Humphrey’s assistant Susan Robinson presented 18 compliance issues to the County Commission in January 2016 based on research into CCT meeting minutes, news reports, annual reports, state laws, IRS documents, interviews with state and federal authorities and attorneys, and bylaws of CCT and its entities. This report cited information from those sources and provided links to Internet-accessible documents, laws and videos where possible.

When Alexander was asked by the Elizabethton Star Thursday whether he, an original member of the CCT, or any member to his knowledge had researched any of these compliance issues he said, “No,” and that he would not know where to look.

He said attorneys Sam LaPorte and Charleton DeVault have been researching it.

Alexander said the compliance issues may be true, but that they do not know 100 percent.
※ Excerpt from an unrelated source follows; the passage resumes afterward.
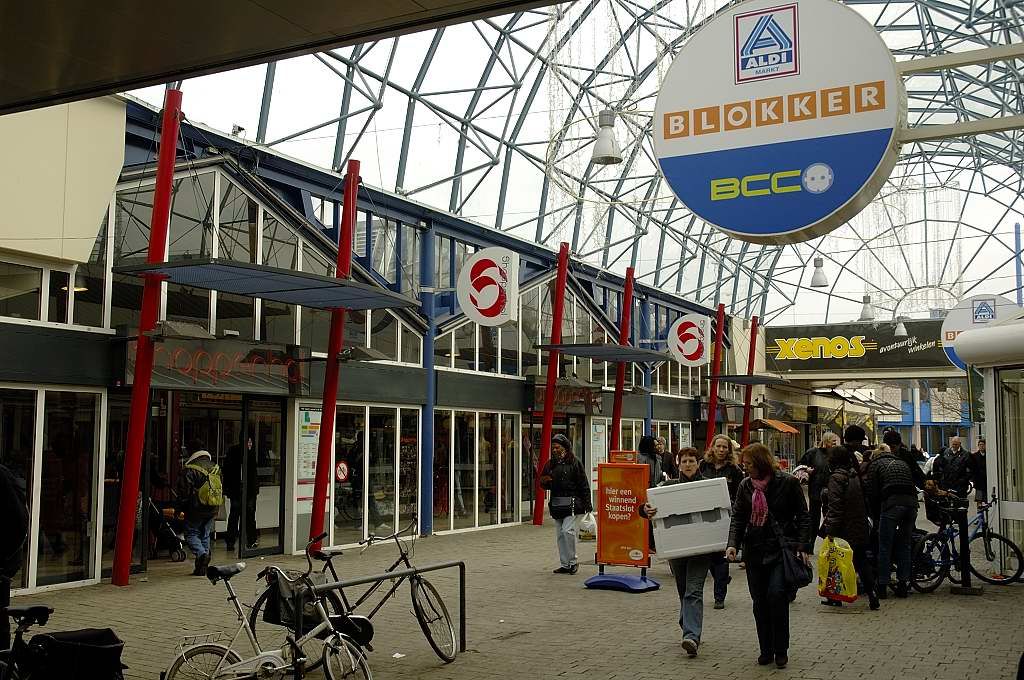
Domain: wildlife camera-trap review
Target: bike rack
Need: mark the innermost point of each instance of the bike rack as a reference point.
(299, 672)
When asked again by the STAR if he had looked into it, he said, “No, we will check that out.”

He and Tester argued that they don’t get paid to serve on the board and do not have time to research these issues because they work full-time and serve in multiple elected positions.

“First of all, it’s not my job to do research; I’m a part-time Mayor with a full-time job,” said Alexander. “We have a staff that does that, and I rely on Jerome Kitchens to do that. …I’ve never seen a paper or anything other than from the County Mayor that says we’re not in compliance.”

When asked by the STAR if any CCT members fact-checked the citations in the County Commission presentation by Robinson in January which provide links and TCA code numbers for reference, Tester responded, “Those TCA codes are really vague. The problem that Carter County Tomorrow has — I’ll be straight up with you — is we don’t have that interlocal agreement and that’s why we’re trying to basically work through some of these things and to make everyone feel comfortable with creating another interlocal agreement, and we’ll do that.”

If the matter is not resolved and a compliant Interlocal Agreement established, Humphrey said an approximately $450,000 grant to expand the Carter County Health Department may be lost. If this agreement were to have passed, Humphrey said Johnson City representatives agreed they would have put it on their agenda for March 17 and had said they would likely pass it.

The issue will be revisited at the April 14 City Council meeting.